I recently read a study that stated the the physical effects of chronic loneliness was equal to that of smoking a pack of cigarettes a day; dad says both pale in comparison to watching even fifteen minutes of the news, but I digress. Loneliness is very much like depression as the sufferer can sometimes help heal themselves, as reaching out to others is the most effective cure for what ails ya.
But my time in the crate taught me many things, not the least of which is that our own conditions can severely hamper our own efforts to reach out to others, but that doesn’t mean we should stop trying. Dad still has my former crate, and the claw and bite marks on the inside bear mute witness to my determination to not be forgotten.
But solitude is not necessarily loneliness, for it’s in those times that the greatest growth occurs. If loneliness is the state of being acutely aware of your aloneness, then solitude is different: to be solitary is to be inside yourself with no need for escape- a separateness without the human ache of isolation.
Sometimes I think that’s why dad and I live to travel by motorcycle; no cell phones, no media invading our world and sucking at our souls, but always knowing that we have the option of making a human connection at almost any stop we make.
But therein lies the secret: we have to be willing to stop, and most of the time be the party to initiate contact.

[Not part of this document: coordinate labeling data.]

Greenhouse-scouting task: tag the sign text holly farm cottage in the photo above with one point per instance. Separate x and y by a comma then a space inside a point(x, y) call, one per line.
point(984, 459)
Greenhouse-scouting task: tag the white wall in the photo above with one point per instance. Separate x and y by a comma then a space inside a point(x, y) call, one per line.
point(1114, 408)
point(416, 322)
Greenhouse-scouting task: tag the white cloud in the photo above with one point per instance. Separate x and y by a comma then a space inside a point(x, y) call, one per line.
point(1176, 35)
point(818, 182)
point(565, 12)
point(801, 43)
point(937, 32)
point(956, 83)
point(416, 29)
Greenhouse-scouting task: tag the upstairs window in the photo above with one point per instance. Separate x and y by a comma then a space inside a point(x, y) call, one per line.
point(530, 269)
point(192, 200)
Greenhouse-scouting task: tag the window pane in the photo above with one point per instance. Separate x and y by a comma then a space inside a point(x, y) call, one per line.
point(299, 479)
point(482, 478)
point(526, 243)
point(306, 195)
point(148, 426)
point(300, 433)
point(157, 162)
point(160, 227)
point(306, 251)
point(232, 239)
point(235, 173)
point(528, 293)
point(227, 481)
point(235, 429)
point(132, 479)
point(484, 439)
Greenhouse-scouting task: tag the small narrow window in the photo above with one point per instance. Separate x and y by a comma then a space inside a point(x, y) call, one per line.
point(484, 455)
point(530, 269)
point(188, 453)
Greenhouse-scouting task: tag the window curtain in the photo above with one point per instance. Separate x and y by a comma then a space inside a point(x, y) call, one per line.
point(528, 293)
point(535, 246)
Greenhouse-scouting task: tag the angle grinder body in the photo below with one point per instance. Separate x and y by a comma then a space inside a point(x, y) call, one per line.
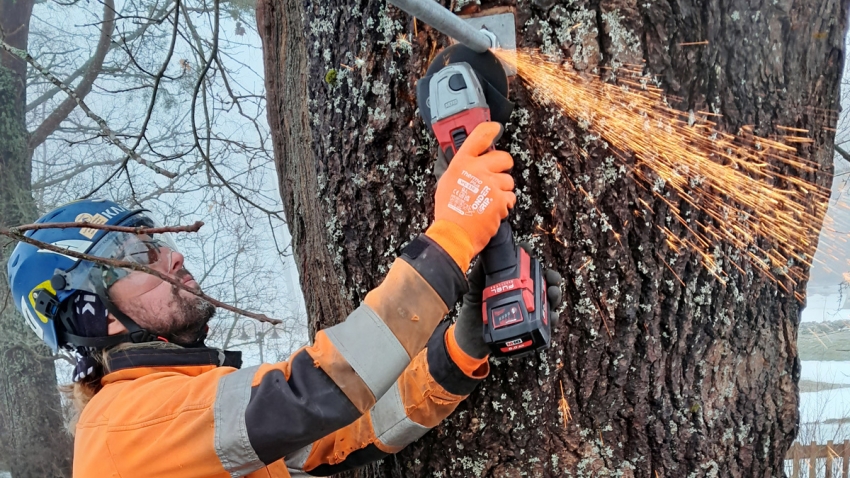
point(461, 90)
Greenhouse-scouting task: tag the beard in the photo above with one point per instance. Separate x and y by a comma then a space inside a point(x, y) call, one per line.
point(188, 325)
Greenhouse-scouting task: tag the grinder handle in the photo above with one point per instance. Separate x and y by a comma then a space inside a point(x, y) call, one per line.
point(500, 253)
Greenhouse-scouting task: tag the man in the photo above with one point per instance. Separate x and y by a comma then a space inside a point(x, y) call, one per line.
point(162, 404)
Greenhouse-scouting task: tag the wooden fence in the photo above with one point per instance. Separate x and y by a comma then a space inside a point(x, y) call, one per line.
point(808, 456)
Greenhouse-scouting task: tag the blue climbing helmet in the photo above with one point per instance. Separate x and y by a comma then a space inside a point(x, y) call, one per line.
point(42, 282)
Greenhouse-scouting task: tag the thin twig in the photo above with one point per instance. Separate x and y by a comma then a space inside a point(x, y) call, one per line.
point(136, 267)
point(844, 154)
point(109, 134)
point(106, 227)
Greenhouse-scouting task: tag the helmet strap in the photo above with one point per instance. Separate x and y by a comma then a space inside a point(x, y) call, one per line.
point(135, 334)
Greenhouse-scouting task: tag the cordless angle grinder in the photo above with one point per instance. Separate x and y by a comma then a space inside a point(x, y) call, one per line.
point(461, 89)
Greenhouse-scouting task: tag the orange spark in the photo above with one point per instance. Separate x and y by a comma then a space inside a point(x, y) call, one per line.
point(741, 182)
point(564, 407)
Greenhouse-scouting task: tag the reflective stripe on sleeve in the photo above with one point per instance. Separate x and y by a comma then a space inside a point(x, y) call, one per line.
point(371, 348)
point(392, 426)
point(296, 459)
point(231, 432)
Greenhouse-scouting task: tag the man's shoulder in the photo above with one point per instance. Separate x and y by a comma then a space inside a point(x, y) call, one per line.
point(154, 396)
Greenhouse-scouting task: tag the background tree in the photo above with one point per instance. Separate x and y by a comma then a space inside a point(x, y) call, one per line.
point(664, 378)
point(29, 407)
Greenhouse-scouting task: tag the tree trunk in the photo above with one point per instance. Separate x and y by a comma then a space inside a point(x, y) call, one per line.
point(33, 442)
point(678, 379)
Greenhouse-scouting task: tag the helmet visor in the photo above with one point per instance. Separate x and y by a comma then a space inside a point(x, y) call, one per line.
point(146, 249)
point(142, 249)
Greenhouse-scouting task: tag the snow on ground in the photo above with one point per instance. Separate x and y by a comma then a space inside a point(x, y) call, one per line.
point(822, 308)
point(818, 409)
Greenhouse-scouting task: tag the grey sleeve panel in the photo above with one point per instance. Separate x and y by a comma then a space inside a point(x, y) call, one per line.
point(371, 348)
point(231, 431)
point(297, 459)
point(390, 421)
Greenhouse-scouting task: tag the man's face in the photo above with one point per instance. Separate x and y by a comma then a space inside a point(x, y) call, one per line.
point(160, 307)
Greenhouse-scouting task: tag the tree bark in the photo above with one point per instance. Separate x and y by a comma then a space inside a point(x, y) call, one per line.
point(33, 442)
point(663, 378)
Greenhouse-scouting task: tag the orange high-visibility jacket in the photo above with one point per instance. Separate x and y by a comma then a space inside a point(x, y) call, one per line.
point(366, 388)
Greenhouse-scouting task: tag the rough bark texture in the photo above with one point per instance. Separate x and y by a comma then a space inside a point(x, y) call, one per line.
point(33, 439)
point(695, 380)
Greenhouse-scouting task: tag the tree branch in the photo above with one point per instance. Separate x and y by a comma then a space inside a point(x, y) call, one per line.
point(49, 125)
point(109, 134)
point(106, 227)
point(11, 233)
point(116, 43)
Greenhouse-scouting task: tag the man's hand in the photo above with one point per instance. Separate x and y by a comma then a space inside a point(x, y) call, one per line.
point(469, 330)
point(473, 195)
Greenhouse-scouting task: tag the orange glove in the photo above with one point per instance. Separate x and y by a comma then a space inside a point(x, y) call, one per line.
point(473, 196)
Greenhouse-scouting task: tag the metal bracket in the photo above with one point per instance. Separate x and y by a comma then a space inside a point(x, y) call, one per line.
point(501, 22)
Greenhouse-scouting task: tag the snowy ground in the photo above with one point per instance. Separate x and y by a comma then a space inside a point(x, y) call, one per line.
point(823, 308)
point(820, 412)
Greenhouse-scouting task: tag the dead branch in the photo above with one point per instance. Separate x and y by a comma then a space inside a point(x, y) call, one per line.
point(49, 125)
point(844, 154)
point(117, 42)
point(135, 267)
point(109, 134)
point(105, 227)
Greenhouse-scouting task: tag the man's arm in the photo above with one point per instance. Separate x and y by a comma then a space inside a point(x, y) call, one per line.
point(428, 391)
point(264, 413)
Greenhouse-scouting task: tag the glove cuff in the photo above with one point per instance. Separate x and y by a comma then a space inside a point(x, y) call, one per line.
point(472, 367)
point(454, 240)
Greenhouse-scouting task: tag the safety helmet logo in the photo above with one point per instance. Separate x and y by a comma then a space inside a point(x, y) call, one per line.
point(31, 321)
point(92, 219)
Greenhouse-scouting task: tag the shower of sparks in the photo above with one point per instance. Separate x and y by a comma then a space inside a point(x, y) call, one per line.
point(741, 182)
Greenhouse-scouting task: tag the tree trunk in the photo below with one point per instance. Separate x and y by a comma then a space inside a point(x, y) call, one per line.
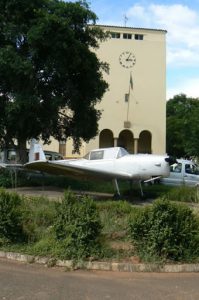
point(23, 154)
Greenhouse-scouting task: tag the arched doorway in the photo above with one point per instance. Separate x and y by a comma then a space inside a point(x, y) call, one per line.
point(125, 140)
point(144, 145)
point(106, 138)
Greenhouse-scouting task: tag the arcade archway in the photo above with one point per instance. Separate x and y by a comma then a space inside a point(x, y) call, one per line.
point(144, 145)
point(106, 138)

That’s why travelling alone on the road is rarely lonely, and always a party; people can’t come in unless you unlock the door, but sometimes you at least need to turn on the porch light and let them know your available for visitation.
Dad has a few adventures of his own on the horizon, one that he is taking with others , and one he is going alone. The first is the scary prospect of ACTUALLY FINISHING THE BOOK! The final 10% of any project is the most difficult and the most important; the writing is finished and, for the most part, formatted, Susan Norris is working her magic on the artwork, and it’s very close to hitting the presses. Stay tuned for updates.
The other is that dad is taking Jehu the mighty Suzuki back to Moab in a week, going with Zach, Craig, and Levi; I’m sitting this one out as the trails he will be taking under the blinding Utah sun are not conducive to black dogs on bikes. He may even find a way to sneak down into New Mexico and pay a visit to the sisters of Our Lady of the Desert Monastery, maybe uncover a little more info on their meeting with Trevor all these years ago.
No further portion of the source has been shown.